A register machine with an accumulator

Ignition bytecode is a register machine (not a stack machine): operations name their register operands directly. To keep bytecodes small, one register is implicit — the accumulator — and most operations read or write it without naming it. The implicit-register usage is declared per bytecode:

V(Ldar, ImplicitRegisterUse::kWriteAccumulator, OperandType::kReg)
V(Star, ImplicitRegisterUse::kReadAccumulator,  OperandType::kRegOut)

src/interpreter/bytecodes.h

Ldar r3 loads register 3 into the accumulator; Star r5 stores the accumulator to register 5. Compact bytecode means smaller BytecodeArrays — less memory and better instruction-cache behavior, which matters because bytecode is what runs before anything is optimized.

Dispatch: a table of machine-code handlers

Ignition is not a giant switch. Each bytecode has its own handler — a chunk of machine code (a builtin, generated via CSA) — and the interpreter holds a dispatch table mapping (bytecode, operand-scale) to handler address:

static const int kDispatchTableSize = kNumberOfWideVariants * (kMaxUInt8 + 1);
Address dispatch_table_[kDispatchTableSize];

src/interpreter/interpreter.h#L50-L115

The table is filled at startup with each handler's entry address:

ForEachBytecode([=, this](Bytecode bytecode, OperandScale operand_scale) {
  Builtin builtin = BuiltinIndexFromBytecode(bytecode, operand_scale);
  Tagged<Code> handler = builtins->code(builtin);
  SetBytecodeHandler(bytecode, operand_scale, handler);
});

src/interpreter/interpreter.cc#L351-L391

Each handler does its work and then tail-calls the next handler by indexing the table with the next bytecode. This "threaded" dispatch avoids the central loop and its branch-prediction bottleneck — the CPU predicts each handler's tail jump independently. Handlers are written in CSA/Torque, so the interpreter's core is itself compiled by TurboFan's backend at build time.

::: details Why generate handlers instead of writing a C++ loop? A C++ switch-based interpreter has one indirect branch (the switch) that the CPU struggles to predict, and the C++ compiler controls the register allocation.

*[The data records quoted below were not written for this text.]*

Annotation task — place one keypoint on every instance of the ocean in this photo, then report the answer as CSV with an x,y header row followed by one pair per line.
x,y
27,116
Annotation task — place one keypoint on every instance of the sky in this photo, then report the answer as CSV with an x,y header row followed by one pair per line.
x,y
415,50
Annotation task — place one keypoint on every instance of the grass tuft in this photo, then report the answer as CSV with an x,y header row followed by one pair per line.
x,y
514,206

By generating handlers with CSA, V8 (a) pins the interpreter's key state (bytecode pointer, accumulator, dispatch table base) to specific registers across all handlers, and (b) gets independent, more-predictable tail-call dispatch. This is a classic high-performance-interpreter technique. :::

The interpreter is the profiler

Here is the idea that ties Ignition to the rest of V8: as it executes, Ignition writes feedback. Operations that can specialize — property loads/stores, calls, binary ops — carry a feedback slot index, and their handlers record what they observe (the object's Map, the call target, operand type bits) into the function's FeedbackVector.

So running in Ignition is not wasted time before the "real" compilers — it is the measurement phase that tells Maglev and TurboFan what to bet on. A function that has never run has no feedback, which is exactly why V8 never optimizes cold code.

How a function gets here

The BytecodeGenerator produces the BytecodeArray from the AST and pre-allocates the feedback slots. The function's first calls run through the InterpreterEntryTrampoline, which sets up the interpreter frame and jumps into the first bytecode handler.

Performance characteristics

  • Zero compile cost, smallest memory footprint — ideal for code that runs rarely (which is most code).

  • Dispatch overhead per bytecode is the price; that is what Sparkplug removes by emitting straight-line machine code.

  • Feedback collection adds a little work but is the investment that makes all later speedups possible.